In Termite Traps, the FCA also essentially relied on Emeraude's very high market share (more than 80 per cent) to find that the operator was dominant in the market for the distribution of termite traps with hexaflumuron biocide.

Finally, in Sanicorse, the FCA relied on evidence gathered during its investigation to conclude that Sanicorse held a de facto monopoly on the infectious medical waste treatment market in Corsica since 1997, and considered that the existence of significant barriers to entry (in particular, owing to the substantial investments necessary to comply with legal standards and to develop a logistic network adapted to the island) made potential entry by new operators difficult.

iii Collective dominance

Collective dominance may result from structural links between undertakings, whether capitalistic or contractual, from the market structure, or from both. In the absence of structural links, the FCA applies the cumulative Airtours criteria (i.e., oligopolistic market, significant market transparency, possibility to engage in retaliation and absence of countervailing power from the fringe players).

In Saint-Pierre-et-Miquelon, the FCA imposed a total fine of €381,400 on companies active in the aggregates market in the archipelago of Saint Pierre and Miquelon for anticompetitive agreement and abuse of a collective dominant position. In particular, the FCA found that four undertakings held a collective dominant position as:

  1. they together held a market share in excess of 80 per cent in the relevant markets;
  2. they had structural links through the operation of a common quarry and had adopted a common strategy;
  3. deviation would be unlikely given their historical links;
  4. entry barriers were high; and
  5. there were no alternative competitors.

Although collective dominance cases are rare, the FCA's decisional practice shows that it tends to resort to collective dominance when it lacks evidence to support a claim of explicit collusion.

iv Economic dependence

Economic dependence is a specific infringement under French competition law, which has no equivalent in EU competition law. Pursuant to Article L420-2(2) of the Commercial Code, abuse of economic dependence of a customer or supplier is prohibited when it is likely to affect competition on the market. This provision was originally drafted to protect suppliers from large retail chains (i.e., supermarkets), but is rarely applied in practice.

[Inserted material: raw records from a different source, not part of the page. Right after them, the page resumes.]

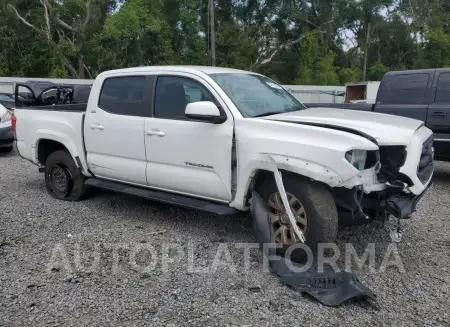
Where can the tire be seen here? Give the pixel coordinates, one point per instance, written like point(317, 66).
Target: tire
point(6, 150)
point(319, 208)
point(61, 169)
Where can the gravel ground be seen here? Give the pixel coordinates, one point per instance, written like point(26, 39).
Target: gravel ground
point(49, 274)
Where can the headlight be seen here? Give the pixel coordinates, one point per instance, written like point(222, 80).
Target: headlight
point(363, 159)
point(6, 117)
point(357, 158)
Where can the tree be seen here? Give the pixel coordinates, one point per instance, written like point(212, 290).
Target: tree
point(65, 26)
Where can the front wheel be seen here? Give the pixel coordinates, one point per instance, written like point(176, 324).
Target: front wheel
point(63, 179)
point(312, 205)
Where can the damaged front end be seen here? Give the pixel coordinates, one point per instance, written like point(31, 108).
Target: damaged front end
point(383, 188)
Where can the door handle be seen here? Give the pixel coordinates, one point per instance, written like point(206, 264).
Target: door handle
point(96, 126)
point(439, 114)
point(156, 132)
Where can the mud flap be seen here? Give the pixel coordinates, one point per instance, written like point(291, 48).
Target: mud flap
point(329, 287)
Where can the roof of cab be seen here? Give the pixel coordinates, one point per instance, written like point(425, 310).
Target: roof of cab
point(180, 68)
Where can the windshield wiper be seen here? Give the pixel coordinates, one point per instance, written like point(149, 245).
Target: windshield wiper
point(268, 114)
point(278, 112)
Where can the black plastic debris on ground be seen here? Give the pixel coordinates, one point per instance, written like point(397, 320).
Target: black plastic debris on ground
point(329, 287)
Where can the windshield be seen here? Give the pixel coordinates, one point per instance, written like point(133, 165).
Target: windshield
point(255, 95)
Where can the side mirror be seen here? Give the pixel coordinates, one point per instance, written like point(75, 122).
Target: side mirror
point(205, 111)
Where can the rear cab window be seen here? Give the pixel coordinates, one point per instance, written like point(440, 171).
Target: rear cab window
point(443, 89)
point(408, 89)
point(127, 95)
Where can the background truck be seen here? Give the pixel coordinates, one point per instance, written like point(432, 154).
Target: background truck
point(419, 94)
point(225, 140)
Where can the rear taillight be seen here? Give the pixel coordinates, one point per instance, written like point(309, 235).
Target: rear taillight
point(13, 123)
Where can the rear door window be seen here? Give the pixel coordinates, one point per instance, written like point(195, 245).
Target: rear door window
point(409, 89)
point(127, 95)
point(443, 89)
point(173, 93)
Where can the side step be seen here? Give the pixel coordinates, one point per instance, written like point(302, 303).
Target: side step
point(164, 197)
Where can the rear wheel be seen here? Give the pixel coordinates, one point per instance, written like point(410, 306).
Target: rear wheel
point(312, 205)
point(63, 179)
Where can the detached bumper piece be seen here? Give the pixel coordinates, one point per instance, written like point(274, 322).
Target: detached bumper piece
point(403, 207)
point(329, 287)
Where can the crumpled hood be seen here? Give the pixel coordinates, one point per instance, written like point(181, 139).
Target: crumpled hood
point(386, 129)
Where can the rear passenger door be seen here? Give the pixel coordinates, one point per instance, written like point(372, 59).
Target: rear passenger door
point(439, 112)
point(186, 156)
point(114, 128)
point(406, 94)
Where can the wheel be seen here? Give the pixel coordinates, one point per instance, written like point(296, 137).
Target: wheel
point(63, 179)
point(312, 205)
point(6, 150)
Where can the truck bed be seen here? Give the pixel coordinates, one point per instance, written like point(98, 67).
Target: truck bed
point(37, 124)
point(75, 107)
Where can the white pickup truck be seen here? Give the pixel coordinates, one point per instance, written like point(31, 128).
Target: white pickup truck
point(211, 138)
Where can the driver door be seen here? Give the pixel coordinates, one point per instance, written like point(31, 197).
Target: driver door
point(186, 156)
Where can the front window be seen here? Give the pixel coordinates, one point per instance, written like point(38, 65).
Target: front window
point(255, 95)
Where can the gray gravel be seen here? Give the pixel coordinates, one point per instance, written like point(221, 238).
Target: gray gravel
point(38, 291)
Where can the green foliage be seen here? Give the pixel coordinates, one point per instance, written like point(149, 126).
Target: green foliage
point(400, 34)
point(377, 71)
point(326, 71)
point(437, 49)
point(348, 75)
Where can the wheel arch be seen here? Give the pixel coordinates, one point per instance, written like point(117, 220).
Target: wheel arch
point(45, 147)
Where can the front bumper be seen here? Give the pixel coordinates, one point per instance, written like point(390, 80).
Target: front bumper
point(6, 137)
point(403, 206)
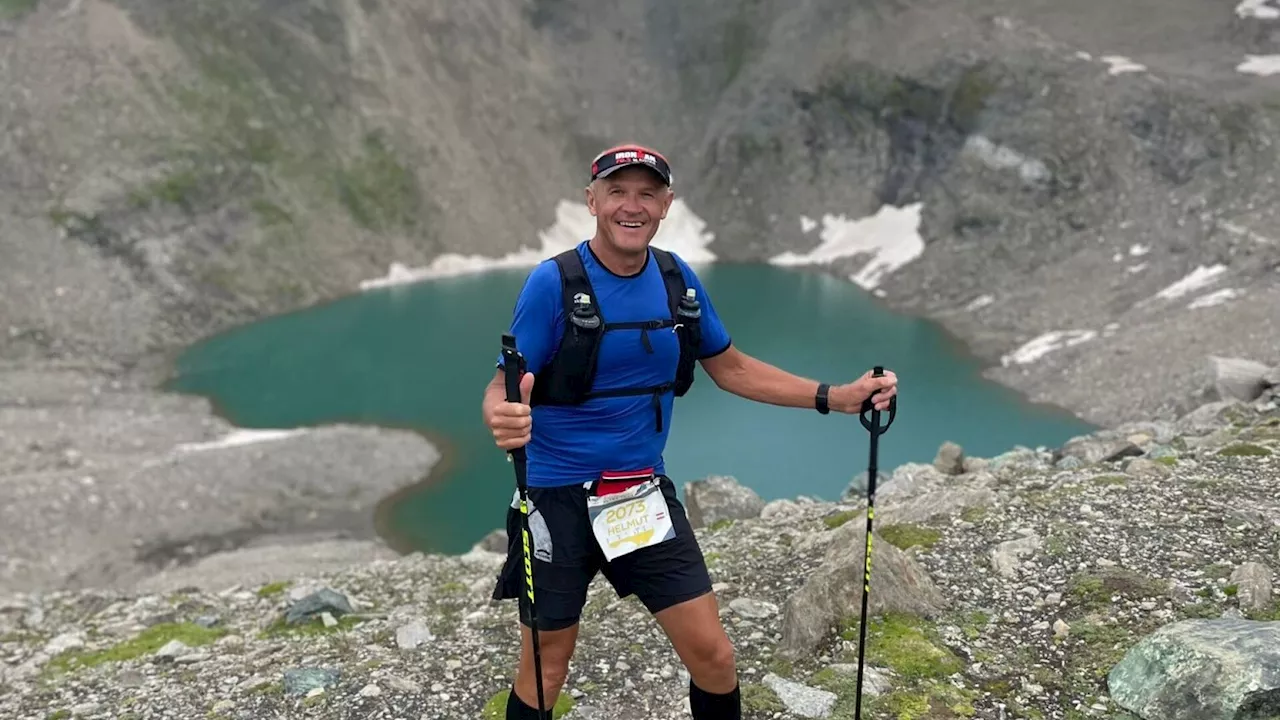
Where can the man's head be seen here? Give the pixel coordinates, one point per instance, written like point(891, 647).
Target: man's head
point(629, 195)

According to established case law, economic dependence arises when a company is forced into a commercial relationship with another company because it cannot purchase substitutable products under similar terms and conditions, or sell its products to other customers. The FCA examines the following cumulative criteria:

  1. the commercial partner's brand notoriety;
  2. the commercial partner's market share;
  3. the commercial partner's share in the turnover of the dependent company; and
  4. the possibility for the dependent company to find an alternative commercial partner.

In 2018, in Take-away and Home Delivery of Pizzas I, the FCA rejected, for lack of evidence, a complaint from franchised undertakings in the pizza sales sector, which claimed to be victims of an abuse of economic dependence by Domino's Pizza, after the latter acquired the franchisees' network, Pizza Sprint. The franchisees claimed that they were forced to switch from their previous network's brand to Domino's Pizza's one, which is allegedly less advantageous. The FCA found that economic dependence could not be established in practice, either at the individual level (for each franchisee) or at the collective level. Specifically, the FCA found that the franchisees had alternative solutions since they could either adopt the new brand or continue to operate under the original conditions until their contracts expired.